Несмотря на употребление применительно к восставшим типичной для дворянской историографии терминологии («чернь», «Стенька» и т. п.), что, возможно, было Сделано умышленно, дабы несколько усыпить бдительность цензоров, эта глава книги преисполнена откровенным сочувствием мятежному крестьянству и всем своим содержанием, всей своей идейной направленностью призвана вызвать горячий отклик у читателей из народа, которым, собственно, Худяков и адресовал свой труд. Не случайно его «Древняя Русь» имела широкое хождение в низах российского общества наряду с нелегальными брошюрами. В активной революционной деятельности участвовал и сам И. А. Худяков. Член народнического кружка ишутинцев, он ездил в 1865 г. в Женеву для установления связи с М. А. Бакуниным, А. И. Герценом и Н. П. Огаревым. Год спустя его привлекают к следствию по делу Д. Каракозова, стрелявшего в царя Александра II. Дни свои И. А. Худяков оканчивает в иркутской ссылке, будучи тяжело больным человеком.

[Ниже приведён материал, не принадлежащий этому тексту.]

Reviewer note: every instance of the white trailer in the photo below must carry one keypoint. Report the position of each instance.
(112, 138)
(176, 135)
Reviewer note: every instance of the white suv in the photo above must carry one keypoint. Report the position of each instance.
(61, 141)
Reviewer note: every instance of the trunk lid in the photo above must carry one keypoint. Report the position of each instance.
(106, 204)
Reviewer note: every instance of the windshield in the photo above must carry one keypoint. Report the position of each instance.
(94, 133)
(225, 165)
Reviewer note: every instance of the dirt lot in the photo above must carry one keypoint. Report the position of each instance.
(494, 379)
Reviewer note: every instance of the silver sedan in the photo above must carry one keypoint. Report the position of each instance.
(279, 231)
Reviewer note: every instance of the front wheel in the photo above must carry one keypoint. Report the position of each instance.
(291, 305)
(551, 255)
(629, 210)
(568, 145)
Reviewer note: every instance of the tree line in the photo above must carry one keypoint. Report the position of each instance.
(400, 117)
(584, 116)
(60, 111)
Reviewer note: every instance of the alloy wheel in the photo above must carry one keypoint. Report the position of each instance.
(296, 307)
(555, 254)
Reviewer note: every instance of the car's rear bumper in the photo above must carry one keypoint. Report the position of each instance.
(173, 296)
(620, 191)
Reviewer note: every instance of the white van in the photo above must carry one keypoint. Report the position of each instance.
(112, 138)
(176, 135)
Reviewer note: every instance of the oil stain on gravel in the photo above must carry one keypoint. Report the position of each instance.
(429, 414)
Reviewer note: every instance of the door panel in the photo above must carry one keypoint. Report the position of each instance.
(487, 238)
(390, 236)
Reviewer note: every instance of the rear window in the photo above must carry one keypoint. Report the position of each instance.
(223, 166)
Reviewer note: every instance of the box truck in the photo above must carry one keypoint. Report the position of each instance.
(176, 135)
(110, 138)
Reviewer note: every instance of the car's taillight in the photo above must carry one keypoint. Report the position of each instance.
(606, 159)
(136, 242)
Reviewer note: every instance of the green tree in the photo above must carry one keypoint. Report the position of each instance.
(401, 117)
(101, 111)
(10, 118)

Подобным образом складывается и судьба талантливого, оригинального историка И. Г. Прыжова, замыслившего создать многотомную серию трудов из истории народной жизни. Он публикует книгу «Нищие на святой Руси», а затем «Историю кабаков в России в связи с историей русского народа». Однако еще больше, чем научная работа, его поглощает и захватывает революционная деятельность. Мечты о переустройстве России приводят его в ряды ишутинцев. А в 1869 г., поверив в существование большой революционной организации С. Г. Нечаева, Прыжов вошел в его кружок, где практиковались методы мистификации, провокации и запугивания. Он принял участие в убийстве подозреваемого в предательстве студента И. И. Иванова и по нечаевскому делу был осужден на 12 лет каторги и вечное поселение в Сибири.